You'd probably be like, "Pfft! You have shelter, food and water! Why ya unhappy, gurl?" Or like, "Just enjoy life!" NO. That's not how it freaking works. I have friends, teachers and a family. I do not want to disappoint them. So, you can pretty much guess what I actually go through. And its not easy for me to randomly wake up one morning and be like I'm just gonna stop caring about what people think and get over it!
Let me tell you the whole point of me telling you all this, school has been stressing me out lately, my parents don't look like they care about me ever since my sister was born cause she's been getting a lot of attention she's a two year-old baby for Pete's sake! Teachers think I have one subject to study and just go on piling up work for my evening time, the time in which I want to go outside and play, see my friends and practise my hobbies, but they feel like a monotonous time of the day, in which I do the exact opposite, because I do not want to disappoint my friends and family and do my best in academics. For this reason, I chose to go to classes like music and basketball so that I literally have to make time for it. And those hours are the best part of my day. And the list of things that I am unhappy with can go on and on.

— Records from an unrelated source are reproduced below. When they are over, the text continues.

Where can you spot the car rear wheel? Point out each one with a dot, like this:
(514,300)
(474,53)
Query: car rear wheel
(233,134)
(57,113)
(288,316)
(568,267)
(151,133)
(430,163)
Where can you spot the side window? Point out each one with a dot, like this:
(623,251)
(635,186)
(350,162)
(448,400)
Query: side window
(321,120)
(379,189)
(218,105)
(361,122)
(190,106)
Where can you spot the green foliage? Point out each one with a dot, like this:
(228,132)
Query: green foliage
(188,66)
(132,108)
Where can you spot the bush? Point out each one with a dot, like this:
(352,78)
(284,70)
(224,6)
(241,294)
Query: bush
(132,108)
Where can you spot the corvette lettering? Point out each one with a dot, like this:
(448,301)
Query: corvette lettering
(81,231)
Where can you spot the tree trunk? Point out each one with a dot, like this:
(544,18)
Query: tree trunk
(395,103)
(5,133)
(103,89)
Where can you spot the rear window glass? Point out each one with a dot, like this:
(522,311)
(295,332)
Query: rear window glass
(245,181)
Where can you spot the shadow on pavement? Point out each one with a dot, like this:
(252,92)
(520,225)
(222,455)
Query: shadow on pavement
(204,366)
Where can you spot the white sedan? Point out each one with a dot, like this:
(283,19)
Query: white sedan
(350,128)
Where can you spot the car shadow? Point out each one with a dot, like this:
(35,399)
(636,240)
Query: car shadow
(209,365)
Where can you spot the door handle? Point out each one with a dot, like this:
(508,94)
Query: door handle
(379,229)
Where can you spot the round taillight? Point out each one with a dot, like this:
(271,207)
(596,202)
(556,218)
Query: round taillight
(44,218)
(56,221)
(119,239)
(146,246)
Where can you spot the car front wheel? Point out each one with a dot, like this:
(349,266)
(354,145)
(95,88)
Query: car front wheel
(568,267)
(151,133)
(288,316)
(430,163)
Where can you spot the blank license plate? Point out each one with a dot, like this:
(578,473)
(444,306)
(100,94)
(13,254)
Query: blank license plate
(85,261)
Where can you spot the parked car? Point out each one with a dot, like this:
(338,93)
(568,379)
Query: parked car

But what the heck makes the people around me think that its okay to make thousands of teenagers write stupid exams and use numbers to calculate their chance of getting into a college? What makes them think that tying me up to such a dumb education system is gonna give me a bright future? What makes my father think that I am not doing my best? (No, really, he hasn't been appreciating me very well, lately. He's just been talking nasty stuff about me) What makes people think that students are supposed to struggle all the time to get what they actually have to. What makes ME think that if I fail, everything is lost? What is making me this confused? Why do amazing people like -Think_inspiration- need to stop updating her stories to get into high school? Is it our thoughts or is it actually just how the world is supposed to be? Nah, I'll go for the first one.
But for one thing, I just want to finish school and be an adventurer. *wink, wink*
And also, lastly, I want an education system which allows everyone to do the things they like without worrying about grades and crap. The education system which allows you to actually be inspired and be happy and healthy. Not the education system which amazing people die because of.